The git log lists a sequence alignment at the top, the very last alignment we ran. But we want to revert to an earlier sequence alignment. If we scroll down the log we can find this earlier alignment and get its git hash. For me it is 09df506f5a5a003f1665d5abf52d11fb66755a90 but it will be something else for you.

Wait! before we revert, we need to grab hold of the new alignment and its used method, so that we can add them to the Project under a different method name, after we revert:


In [17]:
latest_alignment_object = pj.alignments['MT-CO1@mafftDefault']
latest_used_method = pj.used_methods['mafftDefault']

now we can revert:


In [18]:
pj = revert_pickle(pj, '09df506f5a')


Git STDOUT: 
Git STDERR: 

Good. Last step, we add the latest alignment and used method, but with a different name:


In [19]:
new_name = 'mafft_linsi'

# add the alignment to the Project
pj.alignments['MT-CO1@' + new_name] = latest_alignment_object

# Fix the used method name
latest_used_method.method_name = new_name

# Add the latest used method to the used_methods dict:
pj.used_methods[new_name] = latest_used_method

How many alignments and used methods are there now?


In [22]:
pj.alignments.keys()


Out[22]:
['MT-CO1@mafft_linsi', 'MT-CO1@mafftDefault']

In [23]:
pj.used_methods.keys()


Out[23]:
['mafftDefault', 'mafft_linsi']

Good. Now we have the Project, with the two alternative sequence alignments of the MT-CO1 gene. Nothing is lost, nothing had to be rerun, thanks to git.
We're not done!
The Project is automatically pickled when we

  • Read data
  • Read metadata
  • Run alignment, trimming or tree reconstruction

We have done nothing of those as our last step, so the pickle is not up to date. Let's save it:


In [24]:
pickle_pj(pj, 'git_demo_files/git_demo')


Out[24]:
'git_demo_files/git_demo'

OK, now we're done. We can turn the machine off. Next time we'll start as follows and carry on from where we stoped (git=True by default):


In [25]:
pj = unpickle_pj('git_demo_files/git_demo')

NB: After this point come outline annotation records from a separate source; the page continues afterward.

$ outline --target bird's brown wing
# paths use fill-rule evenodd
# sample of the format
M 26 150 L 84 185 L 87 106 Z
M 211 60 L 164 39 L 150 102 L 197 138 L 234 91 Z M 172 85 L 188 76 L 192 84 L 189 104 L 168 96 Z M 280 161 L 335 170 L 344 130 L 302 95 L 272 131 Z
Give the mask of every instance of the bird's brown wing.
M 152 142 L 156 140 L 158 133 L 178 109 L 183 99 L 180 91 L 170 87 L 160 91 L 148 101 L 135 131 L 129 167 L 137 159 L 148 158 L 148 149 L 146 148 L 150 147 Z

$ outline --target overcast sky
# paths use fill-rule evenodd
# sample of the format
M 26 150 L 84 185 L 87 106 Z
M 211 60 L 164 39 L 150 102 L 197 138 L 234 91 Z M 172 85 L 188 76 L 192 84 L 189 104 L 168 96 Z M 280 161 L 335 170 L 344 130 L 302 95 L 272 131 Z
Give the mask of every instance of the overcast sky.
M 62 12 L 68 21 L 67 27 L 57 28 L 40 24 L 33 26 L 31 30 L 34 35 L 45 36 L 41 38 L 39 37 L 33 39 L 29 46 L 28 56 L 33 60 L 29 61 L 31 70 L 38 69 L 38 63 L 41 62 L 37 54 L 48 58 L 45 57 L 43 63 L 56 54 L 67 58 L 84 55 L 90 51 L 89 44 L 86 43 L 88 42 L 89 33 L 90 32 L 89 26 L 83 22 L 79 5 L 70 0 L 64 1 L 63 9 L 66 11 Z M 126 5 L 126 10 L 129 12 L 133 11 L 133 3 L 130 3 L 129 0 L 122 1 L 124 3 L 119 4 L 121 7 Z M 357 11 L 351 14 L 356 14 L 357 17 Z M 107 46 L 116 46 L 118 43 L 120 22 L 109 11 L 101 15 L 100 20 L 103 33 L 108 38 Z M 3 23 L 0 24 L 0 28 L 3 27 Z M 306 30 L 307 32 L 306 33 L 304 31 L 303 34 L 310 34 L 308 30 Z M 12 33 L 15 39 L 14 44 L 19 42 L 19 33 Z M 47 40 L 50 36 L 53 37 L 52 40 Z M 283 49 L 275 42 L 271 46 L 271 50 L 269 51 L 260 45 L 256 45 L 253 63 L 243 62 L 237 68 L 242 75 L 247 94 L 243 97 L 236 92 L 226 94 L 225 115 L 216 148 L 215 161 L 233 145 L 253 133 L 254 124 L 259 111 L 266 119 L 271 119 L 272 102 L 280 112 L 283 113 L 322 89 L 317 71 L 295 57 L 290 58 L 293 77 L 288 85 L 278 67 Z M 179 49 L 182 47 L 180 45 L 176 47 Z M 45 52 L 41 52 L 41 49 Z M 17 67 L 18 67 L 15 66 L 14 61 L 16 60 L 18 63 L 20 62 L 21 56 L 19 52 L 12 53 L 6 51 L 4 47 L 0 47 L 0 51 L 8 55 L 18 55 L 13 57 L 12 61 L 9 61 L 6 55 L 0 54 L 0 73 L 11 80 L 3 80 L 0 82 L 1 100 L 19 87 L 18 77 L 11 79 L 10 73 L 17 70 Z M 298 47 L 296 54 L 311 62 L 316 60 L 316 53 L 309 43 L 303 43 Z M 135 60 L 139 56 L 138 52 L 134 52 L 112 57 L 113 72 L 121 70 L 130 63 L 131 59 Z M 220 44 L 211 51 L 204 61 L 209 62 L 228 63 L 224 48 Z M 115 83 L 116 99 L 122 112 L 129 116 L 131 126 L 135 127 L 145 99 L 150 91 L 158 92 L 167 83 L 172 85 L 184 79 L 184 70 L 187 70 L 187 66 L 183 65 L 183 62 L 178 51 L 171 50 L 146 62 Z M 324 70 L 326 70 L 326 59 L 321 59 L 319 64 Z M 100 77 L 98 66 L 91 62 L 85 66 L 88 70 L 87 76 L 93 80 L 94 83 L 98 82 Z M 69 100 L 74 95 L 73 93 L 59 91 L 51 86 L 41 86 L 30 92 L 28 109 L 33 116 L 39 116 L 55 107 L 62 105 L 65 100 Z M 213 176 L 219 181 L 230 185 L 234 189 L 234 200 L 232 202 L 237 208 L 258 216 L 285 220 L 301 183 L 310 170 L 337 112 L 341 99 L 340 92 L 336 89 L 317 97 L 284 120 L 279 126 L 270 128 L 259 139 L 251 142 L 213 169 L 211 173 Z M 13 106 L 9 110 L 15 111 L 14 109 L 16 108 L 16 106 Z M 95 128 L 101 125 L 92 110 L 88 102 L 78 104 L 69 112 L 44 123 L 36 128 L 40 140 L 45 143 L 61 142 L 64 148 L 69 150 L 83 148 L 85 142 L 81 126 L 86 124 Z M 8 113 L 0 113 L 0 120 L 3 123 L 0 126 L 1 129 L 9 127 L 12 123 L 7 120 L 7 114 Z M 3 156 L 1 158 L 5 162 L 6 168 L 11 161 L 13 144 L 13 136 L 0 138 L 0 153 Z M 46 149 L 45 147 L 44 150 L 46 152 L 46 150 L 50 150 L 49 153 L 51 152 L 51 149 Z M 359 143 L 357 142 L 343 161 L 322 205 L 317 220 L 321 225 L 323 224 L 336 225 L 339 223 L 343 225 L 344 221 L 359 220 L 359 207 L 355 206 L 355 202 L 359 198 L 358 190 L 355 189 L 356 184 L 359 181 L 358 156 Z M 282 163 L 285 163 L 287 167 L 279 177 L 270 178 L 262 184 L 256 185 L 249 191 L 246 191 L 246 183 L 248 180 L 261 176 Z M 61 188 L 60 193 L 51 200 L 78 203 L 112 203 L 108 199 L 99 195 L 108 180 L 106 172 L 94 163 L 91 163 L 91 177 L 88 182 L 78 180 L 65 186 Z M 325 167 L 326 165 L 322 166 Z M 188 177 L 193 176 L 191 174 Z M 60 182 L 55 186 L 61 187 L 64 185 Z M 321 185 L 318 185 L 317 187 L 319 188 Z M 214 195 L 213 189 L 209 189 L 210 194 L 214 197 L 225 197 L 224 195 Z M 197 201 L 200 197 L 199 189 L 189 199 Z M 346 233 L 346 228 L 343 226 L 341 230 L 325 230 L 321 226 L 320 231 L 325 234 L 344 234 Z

4.2 Possible error messages

If you are not using the Docker ReproPhylo distribution, and you are new to Git, you might get the following error when you start a new Project with pj=Project('loci_file',pickle='pikle_filename'):

RuntimeError: Git: set your email with '!git config --global user.email "your_email@example.com"' or disable git (the ! is needed in Jupyter Notebook. In a terminal, ommit it)

This is because git expects your email to be configured. To configure it, run the following in a terminal:

git config --global user.email "your_email@example.com"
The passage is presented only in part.